みんなで子育て〜共同保育・社外への広がり編〜
2017.09.22 13:08
保育だよりでは「共同保育〜夜の部~」「共同保育~いつでもどこでも編~」というように、共同保育室外での活動の広がりを紹介してきました。「共同保育」が社内だけの空間や社内の人だけの特別なものだと思ってほしくないというのが私たちの願いであり、こうしてブログを通してそれを感じていただければという想いで書いています。
「一会社がやっていること」
「これは特別なことだ」
そんな概念を覆し、「共同保育」は社内、社外問わず、いつでも、どこでもみんなでやろうと思えばできるんだ、という可能性を提示している一つの例を今回はお伝えしたいと思います。
年長と、小学5年生の娘さんがいる共同保育の先輩ママさん。以前紹介した「夜のお預かり」で共同保育を続けていましたが、ママさんや子どもたちが増えたことにより、社内のママさんたちだけでお預かりを分担することが厳しくなっていました。
しかしそれは、実は地域で子育てすることへの第一歩に繋がりました。気付けば共同保育のお預かり分担が少なくなったことで、近所の子どもたちを預かったり預けたり、泊めたり泊まったりする機会が増えていたのです。

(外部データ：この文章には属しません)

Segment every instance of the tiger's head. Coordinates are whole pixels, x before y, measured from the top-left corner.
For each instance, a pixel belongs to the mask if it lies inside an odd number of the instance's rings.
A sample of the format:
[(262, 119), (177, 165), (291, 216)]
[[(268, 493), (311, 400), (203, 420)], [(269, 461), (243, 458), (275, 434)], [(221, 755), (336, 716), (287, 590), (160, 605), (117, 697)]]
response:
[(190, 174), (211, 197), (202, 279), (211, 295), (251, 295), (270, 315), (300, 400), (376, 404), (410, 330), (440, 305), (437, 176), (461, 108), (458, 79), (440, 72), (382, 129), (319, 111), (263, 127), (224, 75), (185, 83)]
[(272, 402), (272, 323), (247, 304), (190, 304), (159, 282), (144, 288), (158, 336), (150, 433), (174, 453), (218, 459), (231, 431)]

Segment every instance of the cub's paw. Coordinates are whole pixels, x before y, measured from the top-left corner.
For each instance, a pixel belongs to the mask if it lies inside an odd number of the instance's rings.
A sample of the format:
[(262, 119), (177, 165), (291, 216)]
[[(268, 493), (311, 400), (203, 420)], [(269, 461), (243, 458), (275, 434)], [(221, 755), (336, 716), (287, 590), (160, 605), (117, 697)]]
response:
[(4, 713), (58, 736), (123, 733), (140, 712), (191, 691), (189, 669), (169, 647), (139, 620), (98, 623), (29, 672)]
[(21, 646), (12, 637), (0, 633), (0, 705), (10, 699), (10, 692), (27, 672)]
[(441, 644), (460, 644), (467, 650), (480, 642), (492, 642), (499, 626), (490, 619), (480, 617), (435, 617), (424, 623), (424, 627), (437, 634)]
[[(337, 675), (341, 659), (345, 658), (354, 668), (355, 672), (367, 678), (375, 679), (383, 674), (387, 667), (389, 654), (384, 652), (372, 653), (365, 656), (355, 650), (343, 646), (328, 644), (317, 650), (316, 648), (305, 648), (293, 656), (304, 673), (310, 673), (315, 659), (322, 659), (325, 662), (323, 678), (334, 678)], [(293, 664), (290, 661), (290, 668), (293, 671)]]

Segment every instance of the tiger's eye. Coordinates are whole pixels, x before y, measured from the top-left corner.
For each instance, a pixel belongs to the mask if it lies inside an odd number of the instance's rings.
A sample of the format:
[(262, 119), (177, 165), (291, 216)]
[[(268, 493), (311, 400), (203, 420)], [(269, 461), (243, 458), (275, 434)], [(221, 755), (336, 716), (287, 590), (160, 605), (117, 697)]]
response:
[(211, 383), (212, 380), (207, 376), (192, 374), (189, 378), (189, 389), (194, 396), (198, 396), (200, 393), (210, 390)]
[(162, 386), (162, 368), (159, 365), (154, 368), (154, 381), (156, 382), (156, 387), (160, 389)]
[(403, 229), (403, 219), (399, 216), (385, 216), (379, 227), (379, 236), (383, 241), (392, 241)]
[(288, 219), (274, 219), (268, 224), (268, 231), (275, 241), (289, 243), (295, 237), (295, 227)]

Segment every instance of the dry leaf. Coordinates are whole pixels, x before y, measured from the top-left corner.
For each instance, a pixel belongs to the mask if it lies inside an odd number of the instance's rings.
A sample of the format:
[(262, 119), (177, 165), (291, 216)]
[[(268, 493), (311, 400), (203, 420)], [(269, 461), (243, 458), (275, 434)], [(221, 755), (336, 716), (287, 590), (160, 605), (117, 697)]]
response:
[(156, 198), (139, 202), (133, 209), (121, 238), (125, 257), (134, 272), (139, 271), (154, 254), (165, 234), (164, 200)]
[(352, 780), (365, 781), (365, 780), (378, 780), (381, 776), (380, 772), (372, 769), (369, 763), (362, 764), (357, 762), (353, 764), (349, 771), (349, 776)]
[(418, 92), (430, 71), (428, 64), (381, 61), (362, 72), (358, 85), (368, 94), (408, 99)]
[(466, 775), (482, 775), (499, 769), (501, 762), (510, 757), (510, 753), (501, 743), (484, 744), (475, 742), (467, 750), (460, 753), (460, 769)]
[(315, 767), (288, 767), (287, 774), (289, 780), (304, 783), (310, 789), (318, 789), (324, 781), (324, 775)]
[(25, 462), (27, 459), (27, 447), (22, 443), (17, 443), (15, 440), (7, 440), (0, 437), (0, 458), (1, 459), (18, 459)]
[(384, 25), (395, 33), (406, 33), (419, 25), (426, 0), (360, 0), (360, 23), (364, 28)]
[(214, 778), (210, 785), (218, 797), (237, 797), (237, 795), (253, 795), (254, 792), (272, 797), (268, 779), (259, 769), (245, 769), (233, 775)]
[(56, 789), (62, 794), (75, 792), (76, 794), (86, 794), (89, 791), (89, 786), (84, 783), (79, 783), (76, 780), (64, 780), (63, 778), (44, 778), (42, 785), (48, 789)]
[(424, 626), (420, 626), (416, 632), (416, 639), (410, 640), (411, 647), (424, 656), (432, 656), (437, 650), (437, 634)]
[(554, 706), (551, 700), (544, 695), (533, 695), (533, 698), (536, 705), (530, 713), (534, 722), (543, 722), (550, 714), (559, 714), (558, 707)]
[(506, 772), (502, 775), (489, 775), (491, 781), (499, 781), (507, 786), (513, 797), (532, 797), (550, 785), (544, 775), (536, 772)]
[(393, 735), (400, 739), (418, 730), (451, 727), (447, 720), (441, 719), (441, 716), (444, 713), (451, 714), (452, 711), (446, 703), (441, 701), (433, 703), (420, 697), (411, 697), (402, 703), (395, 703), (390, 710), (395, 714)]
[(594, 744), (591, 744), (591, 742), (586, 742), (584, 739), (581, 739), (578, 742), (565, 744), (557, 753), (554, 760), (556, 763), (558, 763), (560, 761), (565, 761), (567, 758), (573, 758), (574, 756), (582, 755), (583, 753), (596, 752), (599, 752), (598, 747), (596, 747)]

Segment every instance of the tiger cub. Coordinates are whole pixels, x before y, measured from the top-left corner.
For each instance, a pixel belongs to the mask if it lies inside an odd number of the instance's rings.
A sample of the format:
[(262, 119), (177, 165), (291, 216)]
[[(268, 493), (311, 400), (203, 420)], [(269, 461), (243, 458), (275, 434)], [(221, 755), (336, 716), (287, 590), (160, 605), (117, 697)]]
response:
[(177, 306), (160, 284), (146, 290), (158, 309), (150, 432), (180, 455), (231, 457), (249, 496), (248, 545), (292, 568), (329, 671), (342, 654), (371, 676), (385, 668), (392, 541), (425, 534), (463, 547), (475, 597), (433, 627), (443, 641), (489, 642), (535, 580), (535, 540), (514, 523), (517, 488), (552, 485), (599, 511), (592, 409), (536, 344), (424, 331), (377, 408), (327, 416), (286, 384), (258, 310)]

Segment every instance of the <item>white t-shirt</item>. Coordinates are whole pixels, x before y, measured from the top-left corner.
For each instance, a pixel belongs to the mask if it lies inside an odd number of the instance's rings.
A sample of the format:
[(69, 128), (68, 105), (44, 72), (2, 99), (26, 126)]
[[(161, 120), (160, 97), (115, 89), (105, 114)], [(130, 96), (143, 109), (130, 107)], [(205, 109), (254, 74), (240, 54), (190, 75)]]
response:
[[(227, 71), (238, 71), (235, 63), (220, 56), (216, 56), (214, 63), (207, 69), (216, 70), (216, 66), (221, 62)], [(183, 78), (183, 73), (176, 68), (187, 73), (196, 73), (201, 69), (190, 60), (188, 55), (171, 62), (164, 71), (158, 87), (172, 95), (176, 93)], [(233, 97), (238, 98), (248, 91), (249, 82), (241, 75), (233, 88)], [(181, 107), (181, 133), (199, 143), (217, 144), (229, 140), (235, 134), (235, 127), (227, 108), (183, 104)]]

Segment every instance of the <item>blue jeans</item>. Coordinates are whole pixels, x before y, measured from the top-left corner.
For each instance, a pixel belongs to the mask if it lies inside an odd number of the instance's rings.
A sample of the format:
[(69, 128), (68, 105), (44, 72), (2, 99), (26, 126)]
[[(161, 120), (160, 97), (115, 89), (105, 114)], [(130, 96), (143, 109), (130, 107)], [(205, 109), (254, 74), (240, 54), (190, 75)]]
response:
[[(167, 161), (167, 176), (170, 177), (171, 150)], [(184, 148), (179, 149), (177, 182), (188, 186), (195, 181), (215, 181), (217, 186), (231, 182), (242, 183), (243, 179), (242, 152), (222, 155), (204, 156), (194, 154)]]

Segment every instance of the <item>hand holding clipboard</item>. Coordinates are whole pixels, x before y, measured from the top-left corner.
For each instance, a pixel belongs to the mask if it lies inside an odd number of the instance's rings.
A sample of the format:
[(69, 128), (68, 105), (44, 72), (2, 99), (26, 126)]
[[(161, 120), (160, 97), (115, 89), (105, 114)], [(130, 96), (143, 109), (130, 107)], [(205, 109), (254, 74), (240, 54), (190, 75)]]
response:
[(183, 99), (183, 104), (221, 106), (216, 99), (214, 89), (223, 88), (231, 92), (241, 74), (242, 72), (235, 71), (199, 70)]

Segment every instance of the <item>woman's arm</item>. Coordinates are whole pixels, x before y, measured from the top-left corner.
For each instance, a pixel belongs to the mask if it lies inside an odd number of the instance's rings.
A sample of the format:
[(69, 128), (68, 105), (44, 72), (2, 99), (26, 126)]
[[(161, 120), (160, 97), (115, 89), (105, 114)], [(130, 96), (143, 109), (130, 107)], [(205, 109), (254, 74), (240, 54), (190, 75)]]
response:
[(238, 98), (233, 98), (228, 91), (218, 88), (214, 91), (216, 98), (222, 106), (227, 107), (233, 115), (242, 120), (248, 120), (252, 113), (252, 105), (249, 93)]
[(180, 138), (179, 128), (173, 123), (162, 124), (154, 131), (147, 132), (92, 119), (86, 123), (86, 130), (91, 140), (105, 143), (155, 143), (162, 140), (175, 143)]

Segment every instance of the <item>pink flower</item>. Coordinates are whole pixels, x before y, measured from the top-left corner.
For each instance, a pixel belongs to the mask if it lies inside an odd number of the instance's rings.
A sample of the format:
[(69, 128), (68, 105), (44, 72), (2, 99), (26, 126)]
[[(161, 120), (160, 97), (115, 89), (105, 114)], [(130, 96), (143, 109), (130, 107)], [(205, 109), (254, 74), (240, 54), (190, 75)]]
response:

初めは「何かあったら・・・」「家によってルールも違うし・・・」と預かり合いに抵抗を感じていたママ友たちも、のっぴきならない事情の時に頼ったり頼られたりしたことで、子どもたちがとにかく嬉しそうにのびのびしている姿を見て、大勢で食べるごはんの美味しさを味わい、まわりに頼っていいんだ、頼れる人がいるってこんなに母子ともに安心するんだと実感。次第に気軽に頼みあえるようになり、会社だけでなく地域でもどんどん“みんなで子育て”になっていく潮流ができ始めたのです。

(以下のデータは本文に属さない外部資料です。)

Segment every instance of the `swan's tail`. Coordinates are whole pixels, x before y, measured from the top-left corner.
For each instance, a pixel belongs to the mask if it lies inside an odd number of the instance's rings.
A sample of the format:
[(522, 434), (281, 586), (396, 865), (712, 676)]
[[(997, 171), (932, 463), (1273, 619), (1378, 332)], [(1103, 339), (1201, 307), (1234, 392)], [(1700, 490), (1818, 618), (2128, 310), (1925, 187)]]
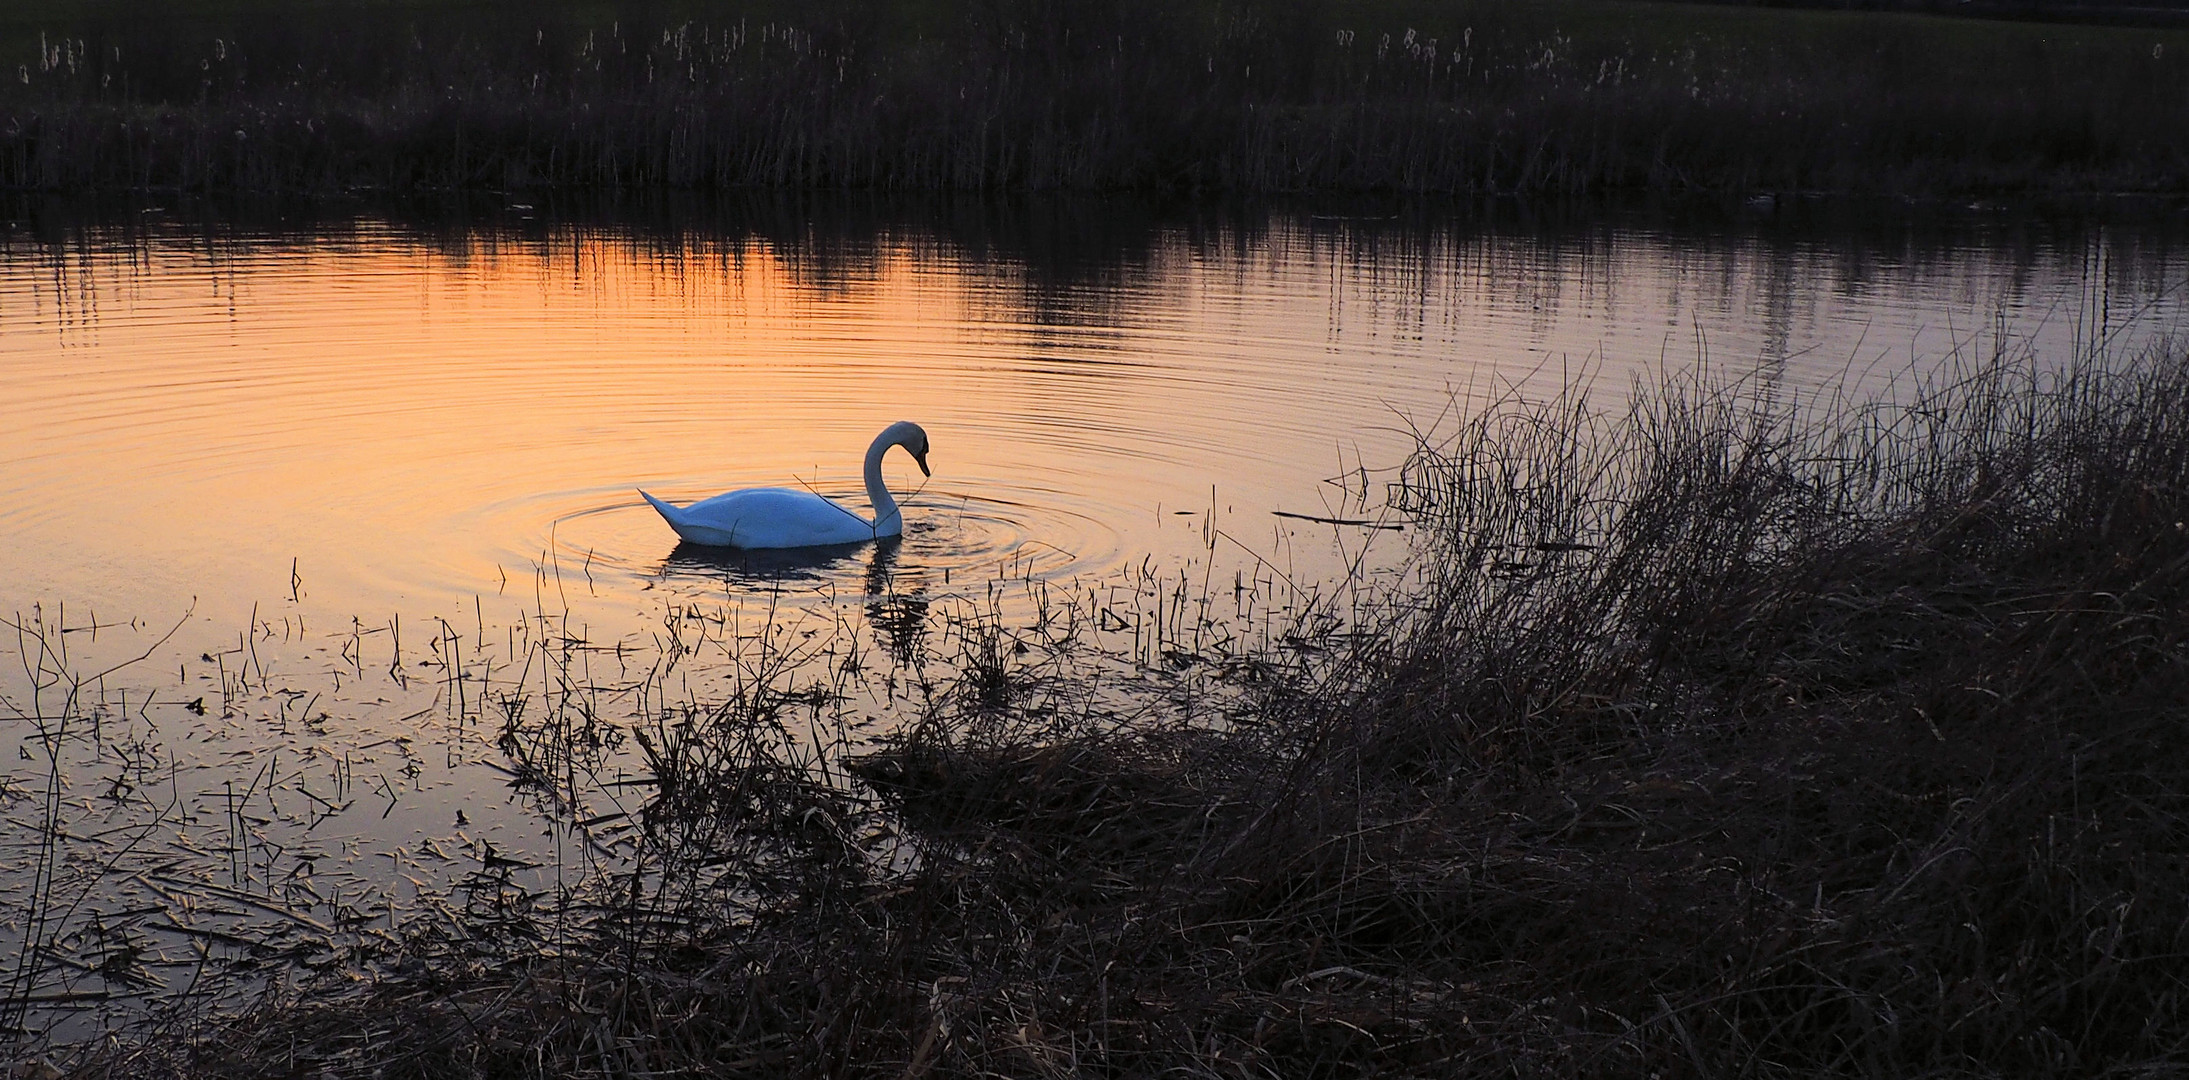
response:
[(653, 496), (648, 495), (643, 491), (638, 493), (638, 497), (646, 500), (649, 503), (652, 503), (654, 509), (661, 512), (661, 520), (668, 522), (670, 528), (674, 529), (683, 524), (681, 519), (684, 517), (684, 511), (679, 510), (676, 507), (669, 505), (668, 503), (662, 502), (660, 499), (654, 498)]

それを阻害するのは、「子育ては母親(または夫婦)がすべき」「子育て中の母は自分のやりたいことを後回しにするのが当たり前」というような価値観や固定観念。実際、「旦那には預けたことを言わないでほしい」とか「旦那がいるから預かれない」という声もよく聞かれたり、「母親が子どもを友人に預けて仕事や遊びに行くなんて言語道断」と言うご主人もいたそうです。
密室家庭の閉塞感や責任感で追い詰められているママはたくさんいて、自分の評価=子どもの評価にすり替わり、過干渉やイライラ、不安の原因になっていることは明らかなのにです。いっしょに育ちあっていけるんだろうとより具体的に考えることに繋がっていきました。
そもそも勉強も性・婚姻も、強制圧力をかけられた時点でまったく活力が湧きませんし、秩序や既得権益をつなぎとめようとする規範もどき観念(おかしいな、しんどいなと感じつつも、なんとなくそうしなければならないと思い込んで1人で育児をしてしまうことなど)が新たな可能性への収束を邪魔しているんだと思います。
かたちは何であれ、旧い観念や常識、価値観という強制圧力から脱却して、まっすぐみんなが良いと思う方向に進んでいくことが子育てにも必要なのです。子どもはみんなの宝物、財産である、自分たちが生きていく社会をより良いものにすると考えれば、みんなで子育てをするということが全然不思議ではなくなってきますよね。共同保育は特別なものではく、それぞれの地域やコミュニティに合った色んな形があってみんなでつくっていくものなのです。
今回は会社の共同保育から広がった一つの例を紹介しましたが、どんどんいろんなところで人と人とが繋がって、みんなで育児する場が増えていってほしいですし、色んな可能性を模索しながら私たちも行動していきたいと思います。